Wenn du jetzt die Gesamtfläche aller Figuren berechen willst, dann musst du nur ein Element nach dem anderen durchlaufen und berechenFlaeche() aufrufen, ohne zu casten...hättest du die abstracte methode nicht, dann würde dass nicht gehen!


----------



## sumatra (17. Jun 2004)

THX für die ausführliche erklärung 
müssen aber die methoden innerhalb einer klasse, von der geerbt werden soll, als "public" deklariert sein, damit man auf die zugreifen kann?


----------



## bygones (17. Jun 2004)

protected geht auch !


----------



## Illuvatar (17. Jun 2004)

Aus einer Subklasse kann man auf public und protected Methoden zugreifen. Wenn die Subklasse im gleichen Package ist auch auf package private Methoden (=default).
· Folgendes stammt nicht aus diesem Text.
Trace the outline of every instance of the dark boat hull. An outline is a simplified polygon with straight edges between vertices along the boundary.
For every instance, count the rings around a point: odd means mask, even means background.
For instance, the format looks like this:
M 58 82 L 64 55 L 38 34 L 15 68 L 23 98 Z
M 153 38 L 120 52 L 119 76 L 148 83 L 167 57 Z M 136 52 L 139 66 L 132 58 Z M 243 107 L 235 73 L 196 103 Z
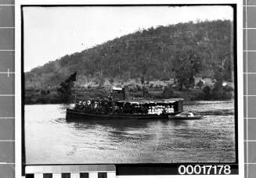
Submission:
M 170 116 L 169 119 L 186 119 L 186 120 L 196 120 L 196 119 L 202 119 L 203 116 L 193 116 L 193 117 L 186 117 L 186 116 Z
M 93 113 L 86 113 L 83 111 L 67 109 L 66 119 L 67 120 L 85 120 L 91 119 L 170 119 L 171 116 L 175 116 L 180 113 L 174 112 L 171 114 L 164 115 L 149 115 L 149 114 L 108 114 L 108 115 L 100 115 Z M 170 117 L 171 116 L 171 117 Z

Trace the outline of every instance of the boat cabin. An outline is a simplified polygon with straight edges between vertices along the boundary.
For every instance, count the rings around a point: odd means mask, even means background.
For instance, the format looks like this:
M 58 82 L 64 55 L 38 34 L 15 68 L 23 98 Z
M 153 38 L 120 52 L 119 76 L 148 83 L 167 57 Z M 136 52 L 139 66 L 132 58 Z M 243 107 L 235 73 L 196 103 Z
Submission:
M 183 99 L 119 100 L 115 105 L 124 113 L 177 114 L 183 112 Z

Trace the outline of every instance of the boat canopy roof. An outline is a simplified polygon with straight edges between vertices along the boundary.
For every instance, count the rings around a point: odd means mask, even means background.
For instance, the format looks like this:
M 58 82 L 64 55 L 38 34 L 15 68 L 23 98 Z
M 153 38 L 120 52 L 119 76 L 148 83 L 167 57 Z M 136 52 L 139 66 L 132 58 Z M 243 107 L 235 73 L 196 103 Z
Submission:
M 121 88 L 121 87 L 112 87 L 112 90 L 114 90 L 114 91 L 122 91 L 123 88 Z
M 154 103 L 169 104 L 169 103 L 174 103 L 183 100 L 184 100 L 183 98 L 156 99 L 156 100 L 119 100 L 117 101 L 117 102 L 128 102 L 131 104 L 137 104 L 137 105 L 154 104 Z

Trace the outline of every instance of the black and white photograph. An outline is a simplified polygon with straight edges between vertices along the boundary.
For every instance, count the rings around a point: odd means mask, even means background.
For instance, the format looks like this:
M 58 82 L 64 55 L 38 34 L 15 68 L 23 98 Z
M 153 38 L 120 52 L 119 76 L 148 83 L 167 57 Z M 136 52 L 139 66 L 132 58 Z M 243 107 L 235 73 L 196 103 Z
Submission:
M 237 163 L 233 5 L 27 5 L 22 18 L 27 164 Z

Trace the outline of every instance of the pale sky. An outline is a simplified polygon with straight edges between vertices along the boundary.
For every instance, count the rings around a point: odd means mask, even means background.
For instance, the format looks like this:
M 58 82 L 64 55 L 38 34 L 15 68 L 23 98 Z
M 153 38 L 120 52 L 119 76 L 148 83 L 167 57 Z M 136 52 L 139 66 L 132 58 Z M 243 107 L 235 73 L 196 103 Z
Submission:
M 160 25 L 231 20 L 230 6 L 25 7 L 24 70 Z

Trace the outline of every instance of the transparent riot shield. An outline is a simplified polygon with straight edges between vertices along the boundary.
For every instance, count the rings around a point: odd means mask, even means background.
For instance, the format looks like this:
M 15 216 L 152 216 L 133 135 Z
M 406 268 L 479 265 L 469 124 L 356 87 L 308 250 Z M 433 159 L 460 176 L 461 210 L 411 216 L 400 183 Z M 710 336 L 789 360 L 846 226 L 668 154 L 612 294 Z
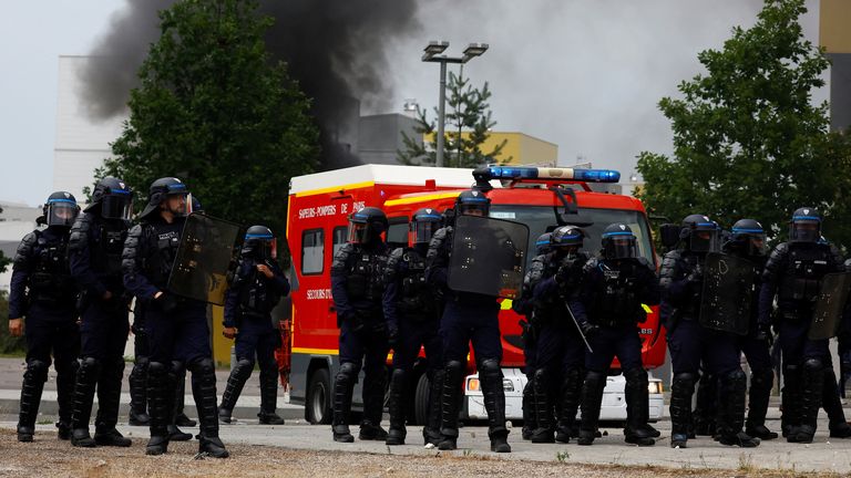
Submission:
M 824 340 L 837 335 L 849 287 L 851 272 L 829 273 L 821 279 L 821 290 L 816 299 L 810 331 L 807 333 L 810 340 Z
M 203 214 L 186 218 L 168 277 L 168 290 L 189 299 L 225 303 L 227 274 L 236 264 L 242 226 Z
M 529 247 L 524 224 L 476 216 L 455 218 L 449 288 L 515 299 L 523 287 Z
M 700 324 L 707 329 L 746 335 L 753 303 L 755 264 L 718 252 L 706 254 Z

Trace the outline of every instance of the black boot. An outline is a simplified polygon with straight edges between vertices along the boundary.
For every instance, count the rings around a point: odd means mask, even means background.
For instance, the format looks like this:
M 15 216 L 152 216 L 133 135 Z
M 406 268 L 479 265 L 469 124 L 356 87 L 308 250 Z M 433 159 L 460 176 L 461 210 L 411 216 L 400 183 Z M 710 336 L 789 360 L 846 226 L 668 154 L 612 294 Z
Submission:
M 674 375 L 670 387 L 670 447 L 686 448 L 691 426 L 691 395 L 697 376 L 688 372 Z
M 505 427 L 505 389 L 502 385 L 502 370 L 496 358 L 485 358 L 479 367 L 479 378 L 484 395 L 484 409 L 488 411 L 488 436 L 491 438 L 491 451 L 511 453 L 509 429 Z
M 71 415 L 71 445 L 92 448 L 96 446 L 89 435 L 89 420 L 92 417 L 92 403 L 98 377 L 101 374 L 101 363 L 94 357 L 85 357 L 76 372 L 74 385 L 74 411 Z
M 788 438 L 801 425 L 801 368 L 798 364 L 783 365 L 783 388 L 780 391 L 782 415 L 780 432 Z
M 243 393 L 245 382 L 252 376 L 253 370 L 254 362 L 247 358 L 239 358 L 234 370 L 230 371 L 230 375 L 227 376 L 227 385 L 225 385 L 225 392 L 222 394 L 222 405 L 218 407 L 218 419 L 222 423 L 229 424 L 233 422 L 232 414 L 234 413 L 236 401 L 239 399 L 239 394 Z
M 147 365 L 148 360 L 144 355 L 137 355 L 133 362 L 133 370 L 127 377 L 130 387 L 130 426 L 147 426 L 151 417 L 147 416 Z
M 393 368 L 390 377 L 388 411 L 390 412 L 390 429 L 387 433 L 387 445 L 404 445 L 408 430 L 404 427 L 404 387 L 408 373 L 402 368 Z
M 94 443 L 100 446 L 129 447 L 133 445 L 115 425 L 119 423 L 121 382 L 124 378 L 124 358 L 103 362 L 98 381 L 98 416 L 94 418 Z
M 532 432 L 537 428 L 534 409 L 534 374 L 526 375 L 526 385 L 523 387 L 523 432 L 525 440 L 532 439 Z
M 603 391 L 606 388 L 606 374 L 588 371 L 582 385 L 582 422 L 580 437 L 576 443 L 591 445 L 597 434 L 599 407 L 603 403 Z
M 647 371 L 642 367 L 627 371 L 625 398 L 626 398 L 626 428 L 624 436 L 626 443 L 638 446 L 655 445 L 653 430 L 648 429 L 650 392 L 647 388 Z M 602 395 L 601 395 L 602 398 Z M 597 408 L 599 412 L 599 408 Z M 583 411 L 583 416 L 585 412 Z
M 585 381 L 585 372 L 582 368 L 568 368 L 564 373 L 561 389 L 558 391 L 558 424 L 556 426 L 555 440 L 570 443 L 571 437 L 578 437 L 576 413 L 580 409 L 582 387 Z M 605 383 L 604 383 L 605 386 Z
M 71 414 L 74 409 L 74 383 L 80 363 L 76 358 L 64 363 L 57 362 L 57 406 L 59 407 L 59 422 L 57 422 L 57 436 L 61 440 L 71 439 Z
M 443 372 L 443 393 L 441 394 L 440 443 L 438 448 L 453 450 L 458 448 L 458 412 L 460 392 L 464 380 L 464 364 L 459 361 L 447 362 Z
M 845 412 L 842 409 L 842 401 L 839 397 L 837 374 L 833 368 L 824 368 L 822 389 L 822 407 L 828 413 L 828 424 L 831 438 L 851 437 L 851 425 L 845 420 Z
M 39 415 L 41 392 L 48 381 L 48 363 L 40 360 L 27 362 L 21 385 L 21 407 L 18 415 L 18 441 L 32 441 L 35 434 L 35 417 Z
M 705 373 L 697 384 L 695 411 L 691 412 L 691 427 L 697 436 L 714 436 L 717 415 L 718 380 L 715 375 Z
M 553 403 L 550 401 L 552 385 L 546 368 L 537 368 L 533 381 L 533 398 L 537 426 L 532 430 L 531 440 L 535 444 L 554 443 L 555 422 L 553 418 Z
M 170 377 L 168 368 L 168 365 L 161 362 L 151 362 L 147 367 L 151 438 L 145 447 L 146 455 L 162 455 L 168 450 L 168 425 L 174 408 L 173 375 Z
M 186 405 L 186 368 L 182 367 L 182 373 L 177 377 L 177 386 L 176 386 L 176 395 L 175 395 L 175 403 L 174 403 L 174 425 L 175 426 L 185 426 L 185 427 L 194 427 L 197 426 L 198 423 L 194 419 L 186 416 L 186 413 L 184 413 L 184 407 Z
M 429 380 L 429 416 L 422 427 L 423 445 L 440 444 L 440 404 L 443 394 L 443 370 L 431 371 Z
M 766 427 L 768 401 L 773 382 L 775 371 L 771 368 L 755 370 L 750 375 L 748 419 L 745 423 L 745 433 L 761 440 L 777 438 L 777 434 Z
M 351 393 L 355 388 L 355 382 L 358 380 L 358 372 L 360 371 L 357 364 L 346 362 L 340 364 L 340 370 L 334 377 L 331 433 L 335 441 L 355 441 L 355 437 L 349 430 L 349 415 L 351 414 Z
M 268 370 L 260 368 L 260 413 L 257 414 L 260 425 L 284 425 L 284 418 L 275 413 L 278 406 L 278 368 L 277 364 Z
M 824 368 L 820 358 L 810 357 L 803 363 L 801 374 L 801 425 L 792 428 L 786 438 L 789 443 L 812 443 L 824 393 Z
M 745 424 L 745 395 L 748 377 L 737 368 L 720 378 L 720 401 L 718 414 L 718 441 L 721 445 L 753 448 L 759 446 L 759 438 L 742 432 Z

Wenn eine Methode final deklariert ist, kann man sie nicht ableiten.

Edit: 2.


----------



## bygones (17. Jun 2004)

Illuvatar hat gesagt.:
			
		

> Wenn die Subklasse im gleichen Package ist auch auf package private Methoden (=default).


Versteh ich nicht - meinst du wenn in der Oberklasse die Methode private deklariert ist kann die erbende Klasse wenn sie im selben Package ist drauf zugreifen ?
Das ist nämlich falsch. Eine private Methode ist nur in der implementierenden Klasse zugänglich !!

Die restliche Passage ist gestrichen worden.